The good news on Good Friday runs against the grain of our human nature so much that we need to hear the news again and again. The Christian faith is not about looking inside ourselves all the time. Saving faith is to look at God’s love. A healthy faith focuses on what Jesus does for us, especially on the cross.
Jesus our Saviour who saved us as described in this poem:
Through His sorrows, we discover the depth of Jesus’ meekness and surrender to His Father’s will. This surrender is revealed in what He did not do…
He didn’t defend Himself;
He didn’t revile others when He was reviled;
He didn’t turn away from those who beat Him;
He didn’t slander others when He was falsely accused;
He didn’t hide His face from those who spat upon Him;
He didn’t come down from the cross when He was mocked, and ridiculed.
Meekness is not weakness.
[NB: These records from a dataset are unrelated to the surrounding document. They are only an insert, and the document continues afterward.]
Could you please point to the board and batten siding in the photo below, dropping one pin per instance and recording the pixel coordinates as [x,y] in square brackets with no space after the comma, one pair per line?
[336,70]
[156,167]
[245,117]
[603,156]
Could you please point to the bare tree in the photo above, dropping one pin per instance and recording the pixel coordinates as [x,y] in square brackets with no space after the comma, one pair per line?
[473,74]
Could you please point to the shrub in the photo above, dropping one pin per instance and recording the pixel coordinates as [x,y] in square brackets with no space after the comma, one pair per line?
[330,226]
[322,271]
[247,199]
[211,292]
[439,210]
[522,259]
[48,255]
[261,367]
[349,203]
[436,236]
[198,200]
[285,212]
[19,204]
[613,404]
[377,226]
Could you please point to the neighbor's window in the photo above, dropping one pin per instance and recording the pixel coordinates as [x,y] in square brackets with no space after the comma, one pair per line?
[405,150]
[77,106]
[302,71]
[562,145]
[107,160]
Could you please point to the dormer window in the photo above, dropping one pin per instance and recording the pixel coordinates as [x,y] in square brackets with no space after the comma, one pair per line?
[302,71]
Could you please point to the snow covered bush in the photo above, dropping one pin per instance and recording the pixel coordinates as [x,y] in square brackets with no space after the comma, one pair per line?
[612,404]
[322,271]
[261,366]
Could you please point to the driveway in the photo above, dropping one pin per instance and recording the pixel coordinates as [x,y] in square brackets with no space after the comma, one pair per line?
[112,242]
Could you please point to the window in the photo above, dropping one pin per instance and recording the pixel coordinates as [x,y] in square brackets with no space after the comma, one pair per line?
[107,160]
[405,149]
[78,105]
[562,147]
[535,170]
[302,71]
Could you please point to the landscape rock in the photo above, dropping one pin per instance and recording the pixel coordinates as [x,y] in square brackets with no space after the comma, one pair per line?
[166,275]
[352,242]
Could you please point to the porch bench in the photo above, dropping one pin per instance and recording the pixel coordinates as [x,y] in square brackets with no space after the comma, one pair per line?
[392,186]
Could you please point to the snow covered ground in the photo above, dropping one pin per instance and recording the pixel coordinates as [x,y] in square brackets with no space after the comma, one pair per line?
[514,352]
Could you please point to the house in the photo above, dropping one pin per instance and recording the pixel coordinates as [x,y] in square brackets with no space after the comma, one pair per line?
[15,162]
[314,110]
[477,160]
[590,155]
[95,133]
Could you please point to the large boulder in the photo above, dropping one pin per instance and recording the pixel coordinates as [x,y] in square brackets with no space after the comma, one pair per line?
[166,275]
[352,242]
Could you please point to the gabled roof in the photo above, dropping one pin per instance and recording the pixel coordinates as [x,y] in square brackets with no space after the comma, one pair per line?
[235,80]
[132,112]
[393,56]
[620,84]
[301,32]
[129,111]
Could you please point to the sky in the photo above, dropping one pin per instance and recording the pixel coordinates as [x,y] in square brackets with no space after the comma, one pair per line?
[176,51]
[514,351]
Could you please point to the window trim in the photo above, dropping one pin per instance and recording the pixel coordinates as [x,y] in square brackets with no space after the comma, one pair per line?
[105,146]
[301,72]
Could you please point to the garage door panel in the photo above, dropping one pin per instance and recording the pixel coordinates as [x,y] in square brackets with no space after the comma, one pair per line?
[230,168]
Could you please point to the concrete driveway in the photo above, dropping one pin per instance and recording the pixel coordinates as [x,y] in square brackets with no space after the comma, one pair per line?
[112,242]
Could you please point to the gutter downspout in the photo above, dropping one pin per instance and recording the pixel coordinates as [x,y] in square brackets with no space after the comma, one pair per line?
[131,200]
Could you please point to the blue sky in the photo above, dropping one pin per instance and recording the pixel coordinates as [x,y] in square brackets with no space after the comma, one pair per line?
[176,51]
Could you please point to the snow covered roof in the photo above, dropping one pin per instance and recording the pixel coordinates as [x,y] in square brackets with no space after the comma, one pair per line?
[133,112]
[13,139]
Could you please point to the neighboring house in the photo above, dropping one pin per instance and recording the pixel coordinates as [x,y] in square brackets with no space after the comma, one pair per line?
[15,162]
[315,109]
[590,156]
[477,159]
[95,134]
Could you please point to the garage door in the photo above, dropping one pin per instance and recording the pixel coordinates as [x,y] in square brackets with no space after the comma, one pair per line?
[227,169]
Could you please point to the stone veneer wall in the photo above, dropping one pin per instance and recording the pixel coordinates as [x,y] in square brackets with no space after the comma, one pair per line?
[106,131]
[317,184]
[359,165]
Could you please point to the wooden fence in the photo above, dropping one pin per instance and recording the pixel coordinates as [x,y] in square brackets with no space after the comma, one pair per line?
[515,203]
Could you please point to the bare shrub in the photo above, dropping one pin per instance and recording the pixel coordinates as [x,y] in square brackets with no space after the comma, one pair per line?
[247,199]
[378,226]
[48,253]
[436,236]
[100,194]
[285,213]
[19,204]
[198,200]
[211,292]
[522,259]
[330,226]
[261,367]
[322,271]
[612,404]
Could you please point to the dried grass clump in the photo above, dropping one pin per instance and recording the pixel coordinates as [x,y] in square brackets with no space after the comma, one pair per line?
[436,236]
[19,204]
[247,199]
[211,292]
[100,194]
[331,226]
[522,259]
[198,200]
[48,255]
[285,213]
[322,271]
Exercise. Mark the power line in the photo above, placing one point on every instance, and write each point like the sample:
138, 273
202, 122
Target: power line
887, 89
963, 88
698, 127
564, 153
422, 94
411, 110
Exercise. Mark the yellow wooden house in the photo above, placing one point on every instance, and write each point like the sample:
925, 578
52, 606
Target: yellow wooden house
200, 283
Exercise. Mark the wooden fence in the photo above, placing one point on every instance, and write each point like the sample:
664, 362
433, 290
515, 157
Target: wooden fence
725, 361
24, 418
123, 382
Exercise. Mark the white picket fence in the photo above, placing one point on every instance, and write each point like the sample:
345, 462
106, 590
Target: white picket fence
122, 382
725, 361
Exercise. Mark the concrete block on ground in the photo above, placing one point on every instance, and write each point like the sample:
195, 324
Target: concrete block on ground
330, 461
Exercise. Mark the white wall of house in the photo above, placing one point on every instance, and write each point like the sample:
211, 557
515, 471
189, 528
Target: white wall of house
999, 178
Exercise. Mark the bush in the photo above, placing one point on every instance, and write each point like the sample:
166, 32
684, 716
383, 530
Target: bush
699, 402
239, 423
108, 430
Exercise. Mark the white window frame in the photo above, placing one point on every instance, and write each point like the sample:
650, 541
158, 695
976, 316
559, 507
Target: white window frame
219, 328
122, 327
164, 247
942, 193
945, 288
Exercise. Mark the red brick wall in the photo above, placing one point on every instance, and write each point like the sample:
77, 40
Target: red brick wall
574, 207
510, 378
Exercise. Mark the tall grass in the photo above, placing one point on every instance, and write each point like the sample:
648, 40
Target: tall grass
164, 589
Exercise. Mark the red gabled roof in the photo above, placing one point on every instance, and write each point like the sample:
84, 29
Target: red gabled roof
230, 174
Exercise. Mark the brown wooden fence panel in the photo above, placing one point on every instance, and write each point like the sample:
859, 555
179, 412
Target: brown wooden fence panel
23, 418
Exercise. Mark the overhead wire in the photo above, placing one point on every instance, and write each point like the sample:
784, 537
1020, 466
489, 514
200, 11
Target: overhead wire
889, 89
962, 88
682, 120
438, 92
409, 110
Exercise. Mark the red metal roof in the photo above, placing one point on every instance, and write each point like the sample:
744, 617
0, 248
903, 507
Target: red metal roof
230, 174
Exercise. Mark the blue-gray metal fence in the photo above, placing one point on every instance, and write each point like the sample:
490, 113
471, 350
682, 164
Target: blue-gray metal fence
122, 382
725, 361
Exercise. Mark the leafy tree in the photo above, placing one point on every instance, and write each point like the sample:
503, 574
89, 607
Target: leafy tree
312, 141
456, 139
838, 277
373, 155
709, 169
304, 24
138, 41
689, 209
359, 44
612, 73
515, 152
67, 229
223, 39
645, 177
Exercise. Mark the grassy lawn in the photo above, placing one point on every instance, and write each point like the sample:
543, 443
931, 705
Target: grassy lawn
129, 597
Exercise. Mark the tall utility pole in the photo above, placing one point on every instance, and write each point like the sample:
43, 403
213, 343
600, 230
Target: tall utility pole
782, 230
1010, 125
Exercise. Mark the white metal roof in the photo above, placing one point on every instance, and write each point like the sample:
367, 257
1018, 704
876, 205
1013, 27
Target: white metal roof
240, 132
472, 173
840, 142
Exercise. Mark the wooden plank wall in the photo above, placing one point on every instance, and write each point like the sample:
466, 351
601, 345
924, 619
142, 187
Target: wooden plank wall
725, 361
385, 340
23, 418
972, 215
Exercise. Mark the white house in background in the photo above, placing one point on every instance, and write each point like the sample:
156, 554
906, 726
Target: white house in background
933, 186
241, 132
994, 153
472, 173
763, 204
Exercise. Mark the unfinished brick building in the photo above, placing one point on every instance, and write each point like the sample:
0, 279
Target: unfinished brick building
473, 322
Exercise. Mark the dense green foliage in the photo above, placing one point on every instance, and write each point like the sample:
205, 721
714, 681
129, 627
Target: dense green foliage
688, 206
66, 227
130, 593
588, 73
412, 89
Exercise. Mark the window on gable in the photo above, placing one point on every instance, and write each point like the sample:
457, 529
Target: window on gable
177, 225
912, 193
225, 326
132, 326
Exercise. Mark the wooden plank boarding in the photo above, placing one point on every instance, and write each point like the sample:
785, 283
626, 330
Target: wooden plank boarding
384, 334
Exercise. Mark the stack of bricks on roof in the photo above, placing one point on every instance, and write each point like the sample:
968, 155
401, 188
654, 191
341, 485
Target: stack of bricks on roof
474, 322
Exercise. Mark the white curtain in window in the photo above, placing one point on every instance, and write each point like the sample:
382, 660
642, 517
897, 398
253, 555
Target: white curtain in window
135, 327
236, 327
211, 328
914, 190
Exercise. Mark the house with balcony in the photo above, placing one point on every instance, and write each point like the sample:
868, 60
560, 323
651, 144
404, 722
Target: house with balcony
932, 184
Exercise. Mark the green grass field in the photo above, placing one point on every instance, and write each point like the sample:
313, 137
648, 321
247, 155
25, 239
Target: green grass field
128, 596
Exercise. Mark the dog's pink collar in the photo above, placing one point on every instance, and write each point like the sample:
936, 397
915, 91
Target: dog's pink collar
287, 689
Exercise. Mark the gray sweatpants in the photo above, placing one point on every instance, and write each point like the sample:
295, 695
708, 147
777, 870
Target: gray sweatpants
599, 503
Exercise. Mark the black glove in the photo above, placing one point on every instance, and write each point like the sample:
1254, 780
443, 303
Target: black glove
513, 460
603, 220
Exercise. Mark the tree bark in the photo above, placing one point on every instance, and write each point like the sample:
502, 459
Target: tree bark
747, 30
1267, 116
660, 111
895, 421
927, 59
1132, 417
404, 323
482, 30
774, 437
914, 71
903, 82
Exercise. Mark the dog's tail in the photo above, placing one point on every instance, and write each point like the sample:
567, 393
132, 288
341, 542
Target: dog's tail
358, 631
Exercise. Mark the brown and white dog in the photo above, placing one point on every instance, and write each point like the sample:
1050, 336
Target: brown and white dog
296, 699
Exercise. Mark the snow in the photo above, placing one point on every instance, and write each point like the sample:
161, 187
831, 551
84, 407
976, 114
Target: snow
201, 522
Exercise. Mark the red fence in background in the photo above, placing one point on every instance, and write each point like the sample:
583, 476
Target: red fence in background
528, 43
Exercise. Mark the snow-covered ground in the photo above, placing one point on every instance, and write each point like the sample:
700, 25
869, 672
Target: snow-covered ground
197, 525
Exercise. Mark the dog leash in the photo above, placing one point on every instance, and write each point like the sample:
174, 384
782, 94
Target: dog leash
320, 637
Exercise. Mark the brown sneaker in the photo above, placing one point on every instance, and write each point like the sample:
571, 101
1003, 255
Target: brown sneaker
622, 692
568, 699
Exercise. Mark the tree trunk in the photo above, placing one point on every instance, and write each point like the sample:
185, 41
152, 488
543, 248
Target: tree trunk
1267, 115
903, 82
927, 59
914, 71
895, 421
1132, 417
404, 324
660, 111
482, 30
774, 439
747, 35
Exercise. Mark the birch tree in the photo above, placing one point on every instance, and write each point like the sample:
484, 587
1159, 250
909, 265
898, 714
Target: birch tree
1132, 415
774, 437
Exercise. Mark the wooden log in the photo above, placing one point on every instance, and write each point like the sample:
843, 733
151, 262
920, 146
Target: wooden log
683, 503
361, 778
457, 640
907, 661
He who is Almighty could have called an army of angels to rescue Him from His sorrows, but instead, He chose to go to the cross and freely gave His life so you could find your life in Him.
The author of that poem is unknown but the subject matter most definitely not as we see Jesus with untold power at His fingertips refuse any inclination or temptation to do so, so that rather than His power be used to save himself, He directs it all to save us.
His saving power given to and for us that we hear these words in Romans 8:38, see our God’s love, see our Saviour on the cross and know most assuredly them to be true for each of us:
“And I am convinced that nothing can separate us from his love. Death can’t, and life can’t. The angels can’t, and the demons can’t. Our fears for today, our worries about tomorrow, and even the powers of hell can’t keep God’s love away. Whether we are high above the sky or in the deepest ocean, nothing in all creation will ever be able to separate us from the love of God that is revealed in Christ Jesus our Lord.”